7. Intro to clojure.spec

Freebie

Published 08 June 16

The spec library which will be included in Clojure 1.9 gives you a powerful mechanism for validating data. Find out how to use it in this episode.

Around the web

From the horse’s mouth, the official sources on clojure.spec:

Blogs and further reading:

Variants

The conformed value of s/alt or s/or is known as a “variant”

(s/conform (s/alt :n number? :k keyword?) [:a])
;;=> [:k :a]

(s/conform (s/or :n number? :k keyword?) 5)
;;=> [:n 5]

These work really well in combination with core.match.

Two weeks ago Rich Hickey announced a major new library for Clojure, called clojure.spec.

A lot of people are excited about spec, and rightfully so. Let’s see what spec can do for you. I’ll just start with an empty project and project.clj file.

~ $ mkdir robochef
~ $ cd robochef
~/robochef $ touch project.clj
~/robochef $

Clojure.spec will be bundled with the upcoming 1.9 release of Clojure. We can already try it out today by using the alpha version.

(defproject robochef "0.1.0-SNAPSHOT"
  :dependencies [[org.clojure/clojure "1.9.0-alpha4"]])

Require spec in your namespace, and get a REPL going. So far so good.

(ns robochef.core
  (:require [clojure.spec :as s]))

In the age of the Internet of Things, we are building a robot chef that can cook delicious meals straight from the cloud.
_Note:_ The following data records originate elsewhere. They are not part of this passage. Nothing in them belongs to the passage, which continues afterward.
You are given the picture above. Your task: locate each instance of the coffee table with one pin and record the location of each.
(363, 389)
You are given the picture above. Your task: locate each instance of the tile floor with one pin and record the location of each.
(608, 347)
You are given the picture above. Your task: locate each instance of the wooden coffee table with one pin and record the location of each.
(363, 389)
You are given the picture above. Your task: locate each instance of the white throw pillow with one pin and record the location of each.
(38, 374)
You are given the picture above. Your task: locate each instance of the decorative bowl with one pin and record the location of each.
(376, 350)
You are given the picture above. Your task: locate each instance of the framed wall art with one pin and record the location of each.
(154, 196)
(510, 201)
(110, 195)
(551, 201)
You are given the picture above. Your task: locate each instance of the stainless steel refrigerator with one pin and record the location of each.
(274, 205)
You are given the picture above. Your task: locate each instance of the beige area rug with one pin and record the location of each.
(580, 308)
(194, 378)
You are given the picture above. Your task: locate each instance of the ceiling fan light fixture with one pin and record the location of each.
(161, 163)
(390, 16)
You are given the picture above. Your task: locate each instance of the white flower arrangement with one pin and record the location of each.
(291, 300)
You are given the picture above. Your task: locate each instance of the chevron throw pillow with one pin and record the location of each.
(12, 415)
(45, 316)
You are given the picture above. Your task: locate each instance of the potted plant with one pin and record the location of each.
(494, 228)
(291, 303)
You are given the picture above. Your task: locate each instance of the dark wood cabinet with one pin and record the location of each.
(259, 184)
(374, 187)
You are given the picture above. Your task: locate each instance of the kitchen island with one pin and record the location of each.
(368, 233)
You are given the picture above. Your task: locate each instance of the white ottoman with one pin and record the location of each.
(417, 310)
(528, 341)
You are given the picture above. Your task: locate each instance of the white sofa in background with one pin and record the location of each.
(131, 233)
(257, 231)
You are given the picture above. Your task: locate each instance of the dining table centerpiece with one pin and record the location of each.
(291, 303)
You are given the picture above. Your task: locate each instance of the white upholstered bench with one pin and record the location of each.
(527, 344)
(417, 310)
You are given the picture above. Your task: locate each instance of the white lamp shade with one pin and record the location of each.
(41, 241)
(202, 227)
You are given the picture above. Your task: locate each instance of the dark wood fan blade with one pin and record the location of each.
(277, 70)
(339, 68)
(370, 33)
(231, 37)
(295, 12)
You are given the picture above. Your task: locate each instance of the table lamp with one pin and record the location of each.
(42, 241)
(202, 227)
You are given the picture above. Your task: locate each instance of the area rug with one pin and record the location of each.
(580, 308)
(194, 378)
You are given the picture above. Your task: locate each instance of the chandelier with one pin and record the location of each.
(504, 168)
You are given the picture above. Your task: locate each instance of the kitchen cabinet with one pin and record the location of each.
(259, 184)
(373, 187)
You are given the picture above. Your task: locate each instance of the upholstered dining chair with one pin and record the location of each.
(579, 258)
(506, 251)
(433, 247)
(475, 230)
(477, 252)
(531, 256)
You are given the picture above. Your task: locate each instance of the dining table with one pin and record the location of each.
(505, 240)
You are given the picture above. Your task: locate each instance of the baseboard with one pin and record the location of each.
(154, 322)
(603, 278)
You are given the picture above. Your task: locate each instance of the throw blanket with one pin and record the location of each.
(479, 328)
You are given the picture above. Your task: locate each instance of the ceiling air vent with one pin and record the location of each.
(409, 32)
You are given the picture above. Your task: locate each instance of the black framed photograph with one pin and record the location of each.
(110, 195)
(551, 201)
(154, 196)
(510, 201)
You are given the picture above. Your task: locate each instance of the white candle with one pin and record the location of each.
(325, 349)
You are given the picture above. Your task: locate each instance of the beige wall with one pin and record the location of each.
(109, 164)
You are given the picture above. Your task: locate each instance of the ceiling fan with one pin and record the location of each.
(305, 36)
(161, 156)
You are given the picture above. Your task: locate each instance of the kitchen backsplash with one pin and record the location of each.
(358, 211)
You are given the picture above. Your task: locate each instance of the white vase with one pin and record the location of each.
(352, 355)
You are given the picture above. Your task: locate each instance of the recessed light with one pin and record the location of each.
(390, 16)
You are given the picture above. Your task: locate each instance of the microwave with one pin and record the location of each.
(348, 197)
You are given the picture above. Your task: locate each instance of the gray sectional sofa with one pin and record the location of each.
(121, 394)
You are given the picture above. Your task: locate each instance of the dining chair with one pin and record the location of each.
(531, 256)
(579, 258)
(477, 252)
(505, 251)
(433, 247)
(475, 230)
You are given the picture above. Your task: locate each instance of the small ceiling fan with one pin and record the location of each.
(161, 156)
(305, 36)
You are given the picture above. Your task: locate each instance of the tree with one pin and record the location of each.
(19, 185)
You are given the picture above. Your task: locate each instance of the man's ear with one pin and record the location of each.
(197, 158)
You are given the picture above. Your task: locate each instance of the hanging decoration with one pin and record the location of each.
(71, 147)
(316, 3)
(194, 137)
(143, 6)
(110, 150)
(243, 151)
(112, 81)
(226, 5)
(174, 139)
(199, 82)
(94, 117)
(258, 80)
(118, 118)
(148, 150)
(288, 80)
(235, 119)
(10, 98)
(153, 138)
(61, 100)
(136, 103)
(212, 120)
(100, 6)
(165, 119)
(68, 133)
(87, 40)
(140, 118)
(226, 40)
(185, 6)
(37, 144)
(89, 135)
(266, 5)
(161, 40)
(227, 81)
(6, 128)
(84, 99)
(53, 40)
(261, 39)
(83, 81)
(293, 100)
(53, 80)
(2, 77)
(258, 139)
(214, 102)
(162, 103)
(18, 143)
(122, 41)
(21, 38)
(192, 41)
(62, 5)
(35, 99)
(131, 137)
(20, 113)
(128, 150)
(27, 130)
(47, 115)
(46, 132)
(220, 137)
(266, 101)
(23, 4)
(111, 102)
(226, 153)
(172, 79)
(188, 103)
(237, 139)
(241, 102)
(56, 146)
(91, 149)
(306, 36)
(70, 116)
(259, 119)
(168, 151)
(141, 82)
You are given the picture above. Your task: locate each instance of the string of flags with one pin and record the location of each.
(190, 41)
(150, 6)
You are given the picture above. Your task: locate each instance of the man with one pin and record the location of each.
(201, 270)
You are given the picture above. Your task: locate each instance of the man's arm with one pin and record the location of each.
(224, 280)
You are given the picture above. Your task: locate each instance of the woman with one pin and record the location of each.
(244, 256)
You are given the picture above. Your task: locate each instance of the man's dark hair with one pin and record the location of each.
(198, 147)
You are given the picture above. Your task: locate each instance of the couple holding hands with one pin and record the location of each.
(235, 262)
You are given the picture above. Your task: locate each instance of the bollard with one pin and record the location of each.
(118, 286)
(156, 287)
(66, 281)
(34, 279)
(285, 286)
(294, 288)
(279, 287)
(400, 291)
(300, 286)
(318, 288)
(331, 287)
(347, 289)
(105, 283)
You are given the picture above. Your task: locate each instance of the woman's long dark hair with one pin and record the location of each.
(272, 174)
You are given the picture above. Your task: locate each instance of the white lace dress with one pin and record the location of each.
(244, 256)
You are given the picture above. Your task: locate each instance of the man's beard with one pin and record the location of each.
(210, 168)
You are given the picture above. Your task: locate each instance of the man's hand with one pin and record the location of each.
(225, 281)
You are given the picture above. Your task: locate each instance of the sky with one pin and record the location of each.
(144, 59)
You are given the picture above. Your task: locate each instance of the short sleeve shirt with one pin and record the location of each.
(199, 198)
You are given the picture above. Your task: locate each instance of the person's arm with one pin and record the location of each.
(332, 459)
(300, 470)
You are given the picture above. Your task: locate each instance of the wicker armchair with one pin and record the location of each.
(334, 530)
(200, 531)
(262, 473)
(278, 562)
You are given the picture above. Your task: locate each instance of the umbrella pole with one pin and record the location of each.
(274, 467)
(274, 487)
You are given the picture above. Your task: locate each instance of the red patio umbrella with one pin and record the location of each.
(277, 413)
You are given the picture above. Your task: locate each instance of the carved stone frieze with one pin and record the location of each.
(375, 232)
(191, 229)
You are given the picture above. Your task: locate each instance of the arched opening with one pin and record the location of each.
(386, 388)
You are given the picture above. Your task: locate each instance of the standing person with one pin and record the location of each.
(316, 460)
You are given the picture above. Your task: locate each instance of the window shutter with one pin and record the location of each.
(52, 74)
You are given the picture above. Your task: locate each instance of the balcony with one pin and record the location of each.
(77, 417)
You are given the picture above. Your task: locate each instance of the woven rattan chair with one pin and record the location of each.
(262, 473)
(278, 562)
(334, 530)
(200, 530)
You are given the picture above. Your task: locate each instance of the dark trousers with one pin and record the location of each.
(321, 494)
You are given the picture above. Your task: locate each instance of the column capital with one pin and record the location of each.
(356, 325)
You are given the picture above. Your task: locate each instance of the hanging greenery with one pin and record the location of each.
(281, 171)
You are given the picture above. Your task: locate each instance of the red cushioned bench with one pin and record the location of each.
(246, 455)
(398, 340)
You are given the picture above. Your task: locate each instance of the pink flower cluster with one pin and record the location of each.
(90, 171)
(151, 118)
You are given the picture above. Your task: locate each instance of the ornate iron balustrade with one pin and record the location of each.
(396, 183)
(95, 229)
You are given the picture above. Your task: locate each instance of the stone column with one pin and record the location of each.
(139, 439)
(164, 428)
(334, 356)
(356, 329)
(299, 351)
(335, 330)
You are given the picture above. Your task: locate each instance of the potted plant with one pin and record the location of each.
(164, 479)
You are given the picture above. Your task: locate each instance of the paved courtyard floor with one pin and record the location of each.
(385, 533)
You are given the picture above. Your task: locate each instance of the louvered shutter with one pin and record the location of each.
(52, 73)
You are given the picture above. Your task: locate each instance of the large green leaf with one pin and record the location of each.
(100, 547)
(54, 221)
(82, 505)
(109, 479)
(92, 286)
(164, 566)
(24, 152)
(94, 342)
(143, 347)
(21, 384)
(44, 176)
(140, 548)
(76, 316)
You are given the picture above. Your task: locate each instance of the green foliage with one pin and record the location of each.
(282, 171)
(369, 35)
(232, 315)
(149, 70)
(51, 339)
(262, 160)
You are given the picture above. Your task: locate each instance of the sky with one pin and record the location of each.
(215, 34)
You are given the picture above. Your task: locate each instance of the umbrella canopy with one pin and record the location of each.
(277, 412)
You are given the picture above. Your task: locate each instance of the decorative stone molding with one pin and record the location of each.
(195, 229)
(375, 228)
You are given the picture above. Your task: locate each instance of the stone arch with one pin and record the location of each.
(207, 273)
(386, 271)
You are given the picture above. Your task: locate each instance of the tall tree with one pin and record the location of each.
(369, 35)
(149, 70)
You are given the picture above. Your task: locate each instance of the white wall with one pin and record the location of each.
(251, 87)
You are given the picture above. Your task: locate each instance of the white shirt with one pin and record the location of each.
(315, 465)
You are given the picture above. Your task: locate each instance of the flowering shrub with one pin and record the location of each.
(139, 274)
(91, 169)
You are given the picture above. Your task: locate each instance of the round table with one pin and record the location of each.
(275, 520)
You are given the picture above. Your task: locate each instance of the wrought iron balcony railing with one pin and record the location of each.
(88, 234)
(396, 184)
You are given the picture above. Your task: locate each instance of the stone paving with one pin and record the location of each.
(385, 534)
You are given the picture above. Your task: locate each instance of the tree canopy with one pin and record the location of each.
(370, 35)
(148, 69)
At the heart of our system is a innocious-looking function, cook.

(defn cook! [recipe]
  ,,,)

We pass our Robochef a recipe, consisting of ingredients and steps. Here’s an example.

This looks simple enough, it’s a nice and clean interface, something even a stay at home dad can manage. Still, as we’re building this a nagging feeling of unease creeps up on us. What if you pass the chef an invalid recipe? Will it politely mention that something’s amiss, or will it start hurling eggs at the cloud-connected fridge?

(def recipe
  {::ingredients [1 :kg "aubergine"
                  20 :ml "soy sauce"]
   ::steps ["fry the aubergines"
            "add soy sauce"]})

(cook! recipe)

Clearly we need a way to validate recipes, so they can’t make it into our system and wreak havoc. This is where clojure.spec comes in.

The s/valid? function takes two arguments. The first argument is the “spec”, here we pass it the simplest kind of spec, a function which returns true or false, also known as a predicate function. The second argument is the value we want to validate.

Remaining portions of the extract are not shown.